Though Mexico’s 2018 presidential elections are still 23 months away, last Sunday left wing candidate Andrés Manuel López Obrador (AMLO) launched his candidacy backed by the National Regeneration Movement (Morena), which he founded two years ago.
AMLO is the first candidate to throw his hat into the ring. This, however, is not news for Mexicans as AMLO has been running for president since 2005. He lost the 2006 election by less than a 1 percent margin to National Action Party (PAN) candidate Felipe Calderón and then the 2012 one to Institutional Revolutionary Party (PRI) nominee Enrique Peña Nieto, this time by 6 percent.
“Third time’s the charm,” AMLO said in his home state of Tabasco upon launching his bid, even going somewhat against National Electoral Institute (INE) regulations that has its own “timing” that AMLO is not abiding by.
“I want to be as clear as possible,” he told thousands of followers. “We don’t have to wait. We must act and count the days to put an end to this nightmare,” he said, meaning the President Peña Nieto administration.
For now AMLO has leapfrogged all other potential contenders to run for president as they are playing by their own party’s rules. Here’s an indefinite list of AMLO’s potential contenders, by political party:
At the governing PRI, tightly ruled over by President Peña Nieto, there are a host of potential hopefuls holding key government posts. The leading PRI potential nominee is no doubt Treasury Secretary Luis Videgaray, whose only shortcoming is that he is undergoing turbulent financial times with gasoline price increases, as well as not being able to control the still soaring government expenditures, many of which, economists claim, are being squandered in bad projects and corruption.
Also in contention at PRI is Interior secretary Miguel Ángel Osorio Chong who is being worn down by the National Coordinator of Education Workers (CNTE) union rebellion against Peña Nieto’s Education Reform.

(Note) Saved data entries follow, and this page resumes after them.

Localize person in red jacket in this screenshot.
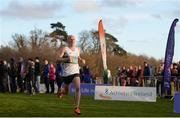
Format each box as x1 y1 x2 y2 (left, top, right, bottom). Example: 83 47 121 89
49 63 56 94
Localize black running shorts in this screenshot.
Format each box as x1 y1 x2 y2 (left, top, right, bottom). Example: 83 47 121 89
62 73 80 85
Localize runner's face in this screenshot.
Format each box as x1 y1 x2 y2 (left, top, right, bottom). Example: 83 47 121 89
68 36 76 47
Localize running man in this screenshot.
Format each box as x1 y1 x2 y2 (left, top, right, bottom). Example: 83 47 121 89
57 35 85 115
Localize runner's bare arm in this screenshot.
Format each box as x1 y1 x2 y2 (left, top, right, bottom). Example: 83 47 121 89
57 47 69 63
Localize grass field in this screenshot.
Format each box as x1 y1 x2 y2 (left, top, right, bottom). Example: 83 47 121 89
0 93 179 117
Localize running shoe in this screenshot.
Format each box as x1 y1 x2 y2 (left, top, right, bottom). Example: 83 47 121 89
58 92 64 99
74 107 81 115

A third potential candidate is Social Development Secretary José Antonio Meade Kuribreña who does not waste a second in promoting himself as the government’s do-gooder, giving the poor handouts paid, of course, by tax payers’ money.
Pundits claim that former PRI president Manlio Fabio Beltrones is back in the PRI race.
But in any case, at PRI, candidacies have always been resolved by “the finger” and President Enrique Peña Nieto who sooner than later, given AMLO’s early jumpstart, has to appoint someone soon.
At PAN the “Hillary syndrome” is taking place as former first lady Margarita Zavala, wife to Felipe Calderón, has made a definite move to gain the party’s nomination. She’s so much a follower of Hillary Clinton that she even attended the Democratic Convention in Philadelphia as an observer.
Also in the race for the nomination at PAN is party president Ricardo Anaya Cortés, who has been vying to be the nominee for years now. He is an articulate young man whose time has come. His problem is that former president Calderón is rooting for his wife.
At the also socialist Democratic Revolution Party (PRD) the obvious candidate appears to be Mexico City mayor Miguel Ángel Mancera, who recently pushed former Air Stewardesses Union leader Alejandra Barrales into the PRD leadership. Mancera’s problem is that he is not, and refuses to register as, a PRD member. But in the PRD, a party in political distress after AMLO split to form Morena, taking with him a good chunk of the voting membership, there is no one else.
These are days of name dropping for potential nominees, but at least for now AMLO is the only officially named candidate, and as such he has grown because as he put it, “we don’t have to wait.”